I crept up to the window, craning my neck to see in. She was there, sitting next to his desk. Her hair hung in a disheveled mess around her shoulders, tangles of waves. He was there too, smiling and laughing. The windows had a sound-blocking quality to them, preventing me from hearing what they were talking about, and I couldn’t see the computer screen.
The next thing I noticed was how his tie was draped over a chair, the top few buttons of his shirt undone, a crop of chest hair popping out of it. Her eyes sparkled when she spoke to him, looking up at him as he leaned over her shoulder. From this angle, I couldn’t see down her top, but I caught his eyes looking down at her more than once. He was probably looking right down her blouse.

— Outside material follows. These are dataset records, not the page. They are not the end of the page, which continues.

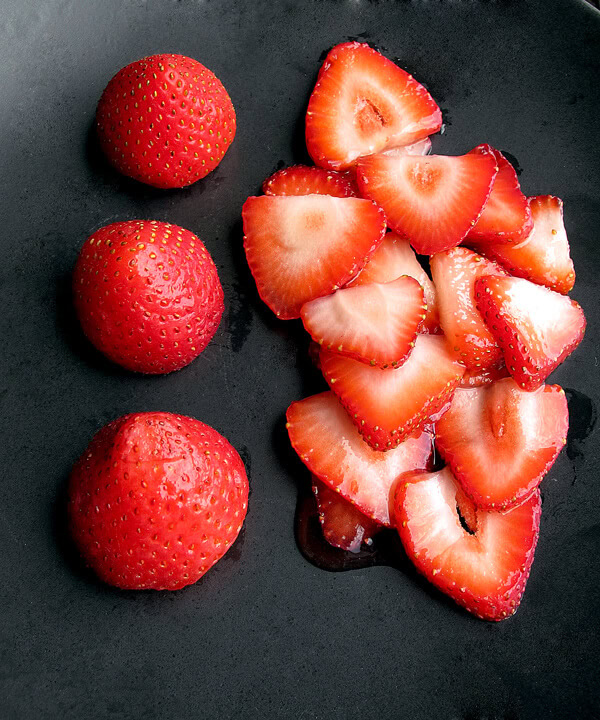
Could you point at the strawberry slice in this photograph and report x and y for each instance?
(389, 405)
(480, 377)
(506, 217)
(484, 572)
(305, 180)
(394, 258)
(421, 147)
(544, 256)
(362, 104)
(434, 200)
(328, 444)
(535, 327)
(300, 248)
(375, 323)
(343, 525)
(454, 273)
(500, 441)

The more I looked, the angrier I got. There were brown paper bags, takeout leftovers, sitting on the desk. She picked up a soda cup and slurped out of the straw, biting it between her teeth as she glanced at him. The look was seductive, challenging my patience to my core. I almost snapped. If I stood there any longer, I was going to barge into that office and say things I’d regret.

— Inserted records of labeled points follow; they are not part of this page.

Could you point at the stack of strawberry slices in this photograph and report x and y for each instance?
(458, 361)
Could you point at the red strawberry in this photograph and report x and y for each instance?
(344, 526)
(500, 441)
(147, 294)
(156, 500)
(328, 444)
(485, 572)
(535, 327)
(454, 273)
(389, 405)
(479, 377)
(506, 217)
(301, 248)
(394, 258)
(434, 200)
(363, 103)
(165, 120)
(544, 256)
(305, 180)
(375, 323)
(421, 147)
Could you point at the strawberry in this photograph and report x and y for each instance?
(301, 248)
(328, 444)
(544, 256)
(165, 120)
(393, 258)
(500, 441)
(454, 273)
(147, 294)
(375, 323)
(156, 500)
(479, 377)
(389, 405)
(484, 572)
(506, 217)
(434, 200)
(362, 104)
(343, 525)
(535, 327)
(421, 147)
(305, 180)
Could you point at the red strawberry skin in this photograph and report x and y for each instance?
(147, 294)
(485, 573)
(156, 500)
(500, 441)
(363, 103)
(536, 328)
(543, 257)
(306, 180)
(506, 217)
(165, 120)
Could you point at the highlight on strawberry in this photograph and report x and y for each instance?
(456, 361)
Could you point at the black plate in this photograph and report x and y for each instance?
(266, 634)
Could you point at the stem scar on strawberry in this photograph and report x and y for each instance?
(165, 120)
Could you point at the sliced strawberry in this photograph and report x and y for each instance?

I pushed off the building, ready to storm off to my car, and tripped over a bush. My knee twisted, causing me to cry out in pain, but I tried to muffle it. It hurt like hell, and I limped my way over to my car and climbed in, not making any effort to silence the car door as I slammed it. I didn’t even care if she found out I was spying on her. My heart was so enraged at this point, I didn’t care what she said. We were done. There was no coming back from this. I’d been a fool for trusting her again and again. This was the last straw.

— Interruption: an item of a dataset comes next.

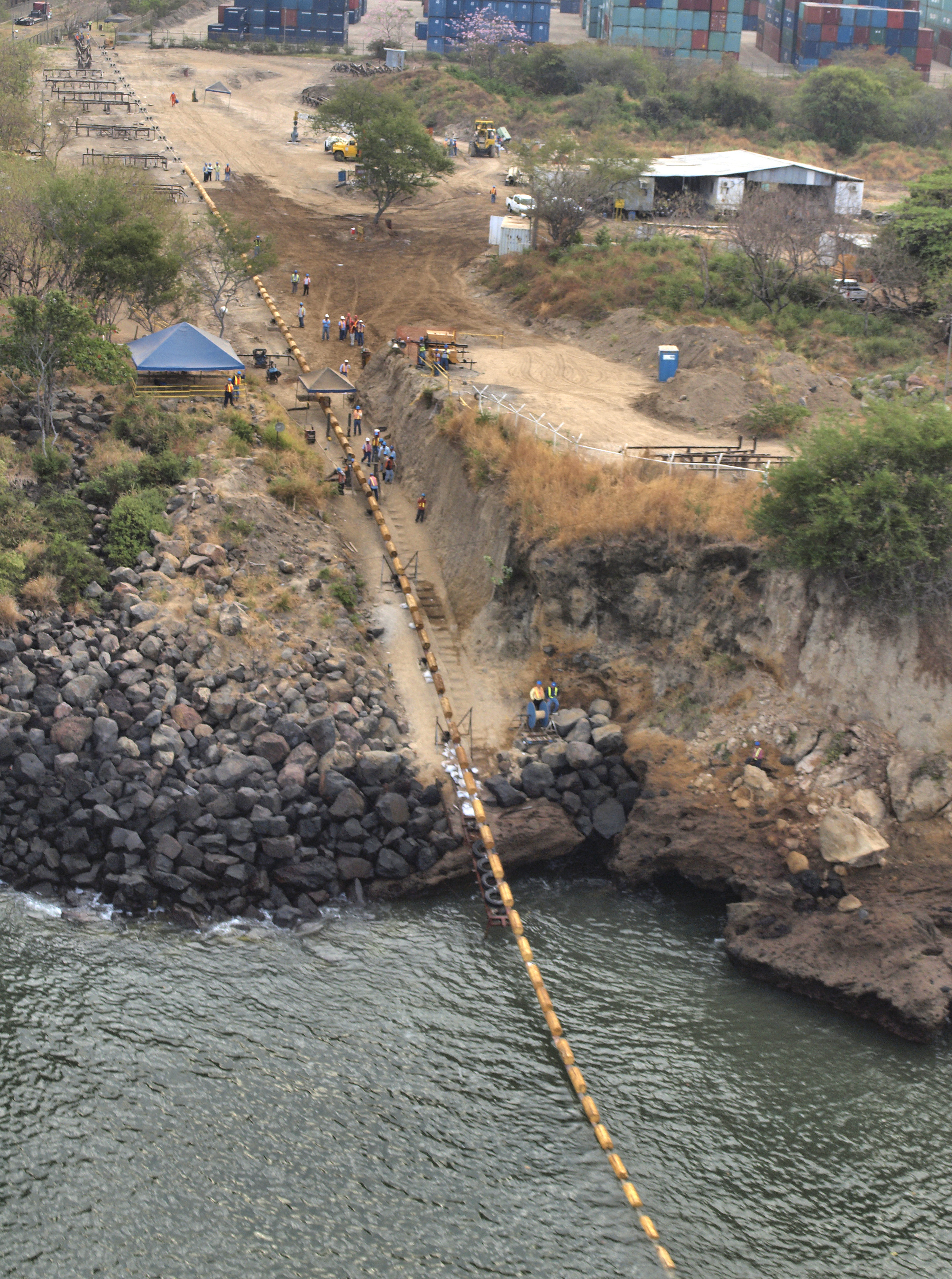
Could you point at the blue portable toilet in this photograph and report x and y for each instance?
(668, 364)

I wondered for a moment whether Maggie and Derek knew about this too. Were they protecting her as she slept with another man? Was it his baby too? She was lying to me to make me feel better? Was she lying to everyone? Serah had been right. I should have demanded a paternity test. I should have trusted my instinct the moment that I found out she was pregnant the first time and never told me.
I drove straight to the bar and parked, finding a spot right up front and ordering a few shots. I’d be super fucked up, but it was what I needed to get my mind off all of this. I couldn’t trust anyone, least of all the woman who was supposed to be carrying my child—if it was even my child. I downed those shots so fast they hadn’t had a chance to kick in before the next round of shots was up. The bartender eyed me oddly, but I slapped my money on the bar and slid it toward him.
“Found out my woman might be cheating. Just serve me. I won’t cause trouble.” The man nodded, understanding, and tipped up the bottle of bourbon. At least one person in this world understood my pain.
CHAPTERTHIRTY-SIX
Gypsy
I slurped my soda, laughing at Cameron’s stories of his antics over the years. He had made some bonehead mistakes at times, luckily never any that caused a lawsuit. I was grateful for his help. I had passed the test I needed to do well on with flying colors. My marks were going up, thanks to his help and the turnaround in my emotional state. All in all, I felt things were going really well and were looking up.